Deepfake, for those uninitiated, is a technique based on artificial intelligence (AI), which can be used to alter photos or videos by superimposing images on to videos using a machine learning technique, called Generative Adversarial Network (GAN), which is capable of generating new sets of data with the same set that was used to initially train it. A deepfake generated this way can be used in various illicit ways against a person to fabricate their public stature. Not to mention, the lengths to which this could be taken to cause harm to the person.
In the past, Deepfakes have been used to alter and misrepresent political speeches. And last year, a desktop application, in the name of FakeApp, was launched to allow people (non-tech-savvy) to easily create and share videos with faces swapped. This software requires a lot of graphics processing, storage space, huge dataset: to learn the different aspects of the image that can be replaced and uses Google’s free and open-source software library, Tensorflow. What’s even alarming is that it’s not just the FakeApp, but a lot of similar software, which are available to download for free on the internet.

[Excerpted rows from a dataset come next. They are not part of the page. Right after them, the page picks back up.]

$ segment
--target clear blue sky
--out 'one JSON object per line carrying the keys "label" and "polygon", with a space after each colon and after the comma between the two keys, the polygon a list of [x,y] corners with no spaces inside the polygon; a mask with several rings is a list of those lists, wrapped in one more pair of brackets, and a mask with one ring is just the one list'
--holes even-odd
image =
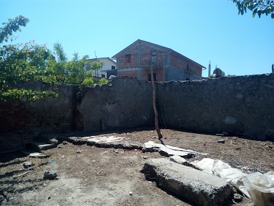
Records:
{"label": "clear blue sky", "polygon": [[68,58],[111,58],[140,38],[226,74],[270,73],[274,63],[274,19],[239,16],[230,0],[0,1],[1,23],[18,15],[30,21],[16,43],[59,42]]}

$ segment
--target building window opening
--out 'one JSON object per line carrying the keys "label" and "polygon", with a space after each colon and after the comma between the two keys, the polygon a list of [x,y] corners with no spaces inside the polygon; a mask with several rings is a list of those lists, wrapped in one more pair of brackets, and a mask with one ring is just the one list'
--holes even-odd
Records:
{"label": "building window opening", "polygon": [[[149,82],[151,81],[151,75],[150,73],[149,73],[148,80]],[[154,80],[154,82],[156,81],[156,73],[153,73],[153,80]]]}
{"label": "building window opening", "polygon": [[157,61],[157,58],[156,58],[156,52],[155,51],[151,51],[150,52],[150,56],[151,58],[151,64],[155,65]]}
{"label": "building window opening", "polygon": [[125,55],[125,62],[130,63],[132,62],[132,54]]}

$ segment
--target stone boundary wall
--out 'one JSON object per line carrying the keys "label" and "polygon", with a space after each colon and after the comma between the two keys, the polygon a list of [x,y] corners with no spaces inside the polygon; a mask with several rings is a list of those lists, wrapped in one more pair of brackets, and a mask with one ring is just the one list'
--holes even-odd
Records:
{"label": "stone boundary wall", "polygon": [[[61,84],[58,98],[0,102],[0,133],[37,136],[153,126],[151,83],[122,77],[111,84]],[[53,89],[42,82],[23,87]],[[274,141],[274,74],[158,82],[157,104],[169,128]]]}
{"label": "stone boundary wall", "polygon": [[168,128],[274,140],[274,73],[158,83]]}
{"label": "stone boundary wall", "polygon": [[60,84],[53,89],[47,83],[27,82],[21,87],[55,91],[58,98],[0,102],[0,133],[23,131],[34,137],[153,125],[151,85],[147,81],[119,78],[111,86]]}

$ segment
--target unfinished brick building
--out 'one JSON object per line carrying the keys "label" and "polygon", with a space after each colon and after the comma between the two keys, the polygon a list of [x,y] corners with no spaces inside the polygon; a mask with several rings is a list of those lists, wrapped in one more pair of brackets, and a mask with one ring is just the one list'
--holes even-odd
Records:
{"label": "unfinished brick building", "polygon": [[175,51],[147,41],[137,40],[115,54],[118,76],[151,80],[150,65],[154,80],[192,80],[201,78],[205,67]]}

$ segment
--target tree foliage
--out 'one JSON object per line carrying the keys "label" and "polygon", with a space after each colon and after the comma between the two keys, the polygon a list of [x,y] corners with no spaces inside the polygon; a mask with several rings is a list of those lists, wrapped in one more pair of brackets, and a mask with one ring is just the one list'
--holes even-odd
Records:
{"label": "tree foliage", "polygon": [[57,93],[51,91],[26,90],[18,87],[26,82],[42,81],[51,85],[84,84],[89,75],[86,73],[84,65],[91,65],[87,60],[88,56],[79,58],[75,53],[71,60],[68,60],[62,45],[58,43],[54,44],[53,52],[45,45],[36,44],[34,41],[25,44],[3,43],[9,40],[12,41],[13,32],[21,31],[20,27],[25,26],[27,22],[29,19],[19,16],[9,19],[0,28],[0,100],[22,98],[36,100],[57,97]]}
{"label": "tree foliage", "polygon": [[253,12],[253,17],[256,14],[261,17],[262,14],[274,19],[274,2],[270,0],[232,0],[238,10],[238,14],[243,14],[247,12],[247,9]]}

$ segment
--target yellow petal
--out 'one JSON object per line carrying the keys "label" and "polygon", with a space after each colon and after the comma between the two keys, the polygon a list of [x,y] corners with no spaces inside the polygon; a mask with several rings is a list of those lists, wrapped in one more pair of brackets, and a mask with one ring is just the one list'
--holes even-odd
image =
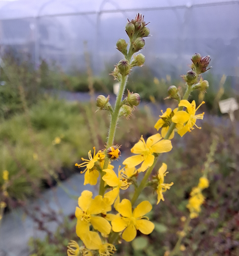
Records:
{"label": "yellow petal", "polygon": [[153,155],[148,155],[141,165],[141,170],[144,172],[149,166],[151,166],[154,163],[154,156]]}
{"label": "yellow petal", "polygon": [[81,240],[85,247],[90,250],[99,250],[102,246],[102,242],[99,235],[96,232],[89,231]]}
{"label": "yellow petal", "polygon": [[136,170],[135,167],[131,167],[131,168],[125,167],[125,171],[127,177],[130,178],[136,173]]}
{"label": "yellow petal", "polygon": [[123,199],[121,203],[117,205],[116,209],[124,217],[130,218],[132,216],[132,206],[128,199]]}
{"label": "yellow petal", "polygon": [[81,193],[81,195],[78,199],[78,204],[80,208],[85,212],[89,207],[92,200],[92,192],[88,190],[84,190]]}
{"label": "yellow petal", "polygon": [[152,206],[149,201],[143,201],[138,204],[133,212],[133,217],[139,218],[143,217],[152,210]]}
{"label": "yellow petal", "polygon": [[169,152],[172,148],[171,141],[163,139],[152,146],[151,150],[154,153],[164,153]]}
{"label": "yellow petal", "polygon": [[150,234],[154,229],[154,224],[147,220],[137,220],[136,226],[139,230],[144,234]]}
{"label": "yellow petal", "polygon": [[90,231],[90,224],[77,219],[76,226],[76,233],[81,240],[88,232]]}
{"label": "yellow petal", "polygon": [[78,218],[81,218],[81,215],[83,212],[79,207],[76,207],[76,211],[75,212],[75,215]]}
{"label": "yellow petal", "polygon": [[187,122],[190,118],[190,115],[182,110],[177,111],[172,117],[172,121],[176,124],[178,123],[184,124]]}
{"label": "yellow petal", "polygon": [[145,147],[142,140],[140,140],[135,144],[131,148],[131,152],[134,154],[141,154],[145,150]]}
{"label": "yellow petal", "polygon": [[118,191],[119,191],[119,192],[118,194],[117,197],[116,198],[115,201],[114,201],[114,207],[115,208],[115,209],[116,209],[116,207],[117,204],[118,203],[119,203],[119,202],[120,202],[120,196],[119,196],[119,188]]}
{"label": "yellow petal", "polygon": [[[168,129],[169,129],[169,126],[167,126],[167,127],[163,127],[161,130],[161,135],[162,135],[162,137],[163,138],[164,138],[165,136],[166,136],[166,134],[168,132]],[[168,139],[172,139],[174,137],[174,130],[173,130],[171,135],[169,136]]]}
{"label": "yellow petal", "polygon": [[152,135],[148,138],[146,141],[147,147],[150,148],[154,144],[159,141],[162,139],[161,135],[159,133],[156,133],[154,135]]}
{"label": "yellow petal", "polygon": [[122,238],[127,242],[130,242],[135,238],[136,234],[136,229],[131,222],[123,232]]}
{"label": "yellow petal", "polygon": [[119,179],[112,170],[106,169],[103,170],[103,171],[105,172],[106,174],[103,176],[102,179],[106,182],[107,185],[111,187],[118,186]]}
{"label": "yellow petal", "polygon": [[99,175],[99,172],[97,170],[94,170],[90,172],[88,170],[85,173],[84,185],[86,185],[86,184],[90,184],[93,186],[96,185]]}
{"label": "yellow petal", "polygon": [[106,207],[106,204],[102,196],[96,196],[89,206],[88,213],[90,214],[99,214],[104,211]]}
{"label": "yellow petal", "polygon": [[134,167],[143,162],[144,159],[144,156],[143,155],[133,156],[126,158],[123,162],[123,165],[126,165],[128,168]]}
{"label": "yellow petal", "polygon": [[187,124],[185,126],[183,127],[182,128],[178,130],[177,133],[181,136],[182,137],[184,134],[189,131],[189,125]]}
{"label": "yellow petal", "polygon": [[159,130],[163,126],[163,124],[165,122],[163,121],[163,119],[160,118],[160,119],[159,119],[159,120],[157,121],[157,122],[155,124],[154,128],[156,129],[157,129],[157,131],[159,131]]}
{"label": "yellow petal", "polygon": [[112,230],[114,232],[120,232],[123,230],[129,224],[129,221],[123,219],[122,217],[114,218],[111,222]]}
{"label": "yellow petal", "polygon": [[[194,101],[195,103],[195,101]],[[180,101],[179,104],[178,104],[179,107],[185,107],[187,108],[192,108],[192,105],[190,103],[186,100],[182,100]]]}
{"label": "yellow petal", "polygon": [[107,193],[104,196],[104,199],[106,204],[112,205],[119,193],[119,188],[116,187]]}
{"label": "yellow petal", "polygon": [[95,230],[105,234],[109,234],[110,233],[111,226],[109,222],[103,218],[92,216],[90,222]]}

As of today, researchers at the Samsung AI Center in Moscow have developed a way to create ‘living portraits’ from a very small dataset (as small as a single photograph, in a few models). The paper, ‘Few-Shot Adversarial Learning of Realistic Neural Talking Head Models’, which highlights the same, was also published on Monday, clarifying how the model can be trained using a relatively smaller dataset.

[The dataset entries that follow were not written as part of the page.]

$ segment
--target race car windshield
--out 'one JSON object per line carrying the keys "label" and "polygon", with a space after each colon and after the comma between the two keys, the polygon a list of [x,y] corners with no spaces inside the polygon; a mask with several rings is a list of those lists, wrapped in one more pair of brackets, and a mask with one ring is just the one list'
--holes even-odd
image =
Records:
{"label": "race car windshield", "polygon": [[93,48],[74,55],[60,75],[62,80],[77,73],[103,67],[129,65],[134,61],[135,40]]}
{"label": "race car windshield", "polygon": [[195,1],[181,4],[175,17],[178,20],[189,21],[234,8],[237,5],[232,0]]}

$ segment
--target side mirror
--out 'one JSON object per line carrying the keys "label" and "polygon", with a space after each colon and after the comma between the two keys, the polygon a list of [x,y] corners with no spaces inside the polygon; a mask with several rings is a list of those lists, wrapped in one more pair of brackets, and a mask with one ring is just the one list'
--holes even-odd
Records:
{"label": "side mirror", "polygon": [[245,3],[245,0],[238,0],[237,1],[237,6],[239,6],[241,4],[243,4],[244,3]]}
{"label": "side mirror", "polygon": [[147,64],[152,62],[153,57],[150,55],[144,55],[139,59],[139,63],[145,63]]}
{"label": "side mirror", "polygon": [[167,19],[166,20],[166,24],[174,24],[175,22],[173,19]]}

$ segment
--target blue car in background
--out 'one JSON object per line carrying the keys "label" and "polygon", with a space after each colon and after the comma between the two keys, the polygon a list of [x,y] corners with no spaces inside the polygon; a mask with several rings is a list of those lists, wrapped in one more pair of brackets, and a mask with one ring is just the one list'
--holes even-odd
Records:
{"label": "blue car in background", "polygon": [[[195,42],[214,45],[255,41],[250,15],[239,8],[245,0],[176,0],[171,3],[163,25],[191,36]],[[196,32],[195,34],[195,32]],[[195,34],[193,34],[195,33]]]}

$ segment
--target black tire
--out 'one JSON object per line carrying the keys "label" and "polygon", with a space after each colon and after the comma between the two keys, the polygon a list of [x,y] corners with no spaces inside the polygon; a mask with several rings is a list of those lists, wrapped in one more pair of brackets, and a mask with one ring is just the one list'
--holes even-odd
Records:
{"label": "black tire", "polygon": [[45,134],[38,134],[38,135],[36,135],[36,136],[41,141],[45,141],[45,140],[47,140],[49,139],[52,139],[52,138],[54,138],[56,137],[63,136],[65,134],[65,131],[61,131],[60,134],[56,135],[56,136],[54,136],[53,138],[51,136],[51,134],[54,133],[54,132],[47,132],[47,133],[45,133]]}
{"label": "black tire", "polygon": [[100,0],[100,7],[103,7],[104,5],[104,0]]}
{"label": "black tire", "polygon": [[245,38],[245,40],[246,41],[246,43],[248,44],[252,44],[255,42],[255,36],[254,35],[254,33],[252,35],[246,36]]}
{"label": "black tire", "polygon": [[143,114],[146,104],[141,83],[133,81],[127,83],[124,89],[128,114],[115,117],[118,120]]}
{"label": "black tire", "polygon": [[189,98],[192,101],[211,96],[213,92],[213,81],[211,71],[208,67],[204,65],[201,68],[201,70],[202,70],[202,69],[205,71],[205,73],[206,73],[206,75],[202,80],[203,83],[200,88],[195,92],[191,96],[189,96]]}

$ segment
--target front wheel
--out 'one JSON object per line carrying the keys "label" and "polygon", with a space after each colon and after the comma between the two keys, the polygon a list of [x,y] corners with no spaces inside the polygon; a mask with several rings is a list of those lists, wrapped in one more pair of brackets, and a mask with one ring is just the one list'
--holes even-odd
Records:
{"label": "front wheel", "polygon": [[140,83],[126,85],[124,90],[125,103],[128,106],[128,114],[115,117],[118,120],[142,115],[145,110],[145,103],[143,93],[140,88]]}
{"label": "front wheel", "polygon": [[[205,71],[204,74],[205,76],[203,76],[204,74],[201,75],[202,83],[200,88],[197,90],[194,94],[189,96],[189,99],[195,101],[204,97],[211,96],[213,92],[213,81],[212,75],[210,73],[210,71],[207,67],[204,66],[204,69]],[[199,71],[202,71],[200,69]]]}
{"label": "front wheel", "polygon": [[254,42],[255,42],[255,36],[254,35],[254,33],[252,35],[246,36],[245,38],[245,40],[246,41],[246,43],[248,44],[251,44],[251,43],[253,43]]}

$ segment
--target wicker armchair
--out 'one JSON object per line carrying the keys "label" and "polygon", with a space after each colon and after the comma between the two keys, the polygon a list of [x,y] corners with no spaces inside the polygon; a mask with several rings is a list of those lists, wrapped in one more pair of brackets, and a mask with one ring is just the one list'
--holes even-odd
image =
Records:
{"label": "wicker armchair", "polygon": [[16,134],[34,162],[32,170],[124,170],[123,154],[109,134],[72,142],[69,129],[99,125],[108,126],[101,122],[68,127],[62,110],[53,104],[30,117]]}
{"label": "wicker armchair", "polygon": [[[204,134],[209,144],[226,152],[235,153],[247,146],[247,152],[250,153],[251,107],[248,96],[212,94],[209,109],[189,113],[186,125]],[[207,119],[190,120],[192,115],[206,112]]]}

In this paper, researchers highlighted the new learning mechanism, called ‘few-shot’, where the model can be trained using just a single image to create a convincing portrait. They also mentioned that using a slightly bigger dataset, with as many as 8 or 32 photographs, can help in improving the portrait and making it more convincing.
Unlike deepfakes or other algorithms that use GAN to paste a face on to another using staple expressions of the person, the ‘few-shot’ learning technique from Samsung, uses common facial features of humans to generate a new face. For this, the ‘talking head models’ are created using convolutional neural networks (CNN), with the algorithm undergoing meta-training on a large dataset of talking head videos, called ‘talking head dataset’, with different types of appearances before it is ready to implement the ‘few- and one-shot learning’. For those unaware, CNN is like an artificial neural network that can classify images, sort them together, similarity, and perform object recognition to identify the different aspects of visual data. So with CNN, the trained algorithm can easily differentiate and detect the different face landmarks of a face and then churn out the desired output.
The ‘talking head dataset’ used by researchers has been taken from ‘VoxCeleb’: 1 and 2, with the second dataset having approximately 10 times more videos than the first one. To showcase what can be achieved using their algorithm, the researchers have showcased different animations of paintings and portraits. One such animation is of the Mona Lisa, in which, she moves her mouth and eyes and has a smile on her face.
To conclude, here’s a short snippet from the published paper, to summarise the research: “Crucially, the system is able to initialize the parameters of both the generator and the discriminator in a person-specific way, so that training can be based on just a few images and done quickly, despite the need to tune tens of millions of parameters. We show that such an approach is able to learn highly realistic and personalized talking head models of new people and even portrait paintings.”